Album: BADBADNOTGOOD - Talk Memory | reviews, news & interviews
Album: BADBADNOTGOOD - Talk Memory
Album: BADBADNOTGOOD - Talk Memory
Jazz/hip-hop mavericks' psychedelic voyage has a Hollywood ending
Jazz’s most popular expressions today stand on or just over its borders: Thundercat’s rubbery bass virtuosity and dreamy laptop soul, Robert Glasper’s improv R&B, Squarepusher’s spontaneous electronica, Snarky Puppy’s jam-band anthems, GoGo Penguin’s rave piano trio, or The Bad Plus’s rock covers.

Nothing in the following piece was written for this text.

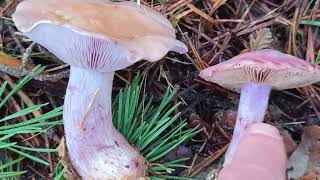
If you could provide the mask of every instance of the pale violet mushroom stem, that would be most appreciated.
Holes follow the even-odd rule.
[[[224,166],[230,164],[247,125],[263,122],[268,107],[271,86],[246,83],[242,85],[236,125]]]
[[[71,67],[63,117],[69,158],[83,179],[137,179],[144,158],[112,124],[114,72]]]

Which is to say that the jazz border wars once raging around BADBADNOTGOOD have ceased to apply. Academically fluent in jazz harmonics but avid hip-hop fans, the Canadians’ support from Tyler, the Creator in 2010 has led to stellar collaborations from Ghostface Killah to Rihanna, to Kendrick’s DAMN and Black Panther soundtrack.
Perhaps unsurprisingly, Talk Memory is the first BADBADNOTGOOD album in five years. It’s been described as a return to roots, which could mean anything from MF Doom to Sun Ra. It’s actually a brightly coloured psychedelic voyage, embarked on with audible optimism and love. Nine-minute opener “Signal From the Noise”, co-produced by Floating Points, begins with an industrial hum, haunted keyboards giving way to stalking brass, rushing electric guitar, a still, pastoral pause, mesmeric chimes and a final fall back into a buzzing swirl. It’s a ritualistic start, a ceremony clearing the ground to be covered.
Alexander Sowinski’s soft drum tattoo, Leland Whitty’s rolling, dipping sax and guest Brandee Younger’s sympathetically rippling harp help the band press on through the aptly titled “Unfolding (Momentum 73)”, exploring and parting veils. Solos are integrated into a unified approach, returning to primal, New Orleans verities. But it’s Talk Memory’s rich use of strings which helps define its wide, warm world. On “City of Mirrors”, they speak the language of lush urban romance, equal parts spiritual jazz and Hollywood, Kamasi Washington and the Hart to Hart theme.
“Open Channels” is a classic Side 2 opener, announcing a new journey as the sax rises into hazy caves of keyboard stalactite-drips and hi-hat waterfalls. “Timid Intimidating” then deploys flute and soprano sax, speeding fuzz-guitar and tumbling break-beats, before the title track further reconsiders the increasingly malleable tradition of jazz(-like) piano trios. Dramatic and emotional, varied and coherent, questing and effervescent, Talk Memory is a worthy return.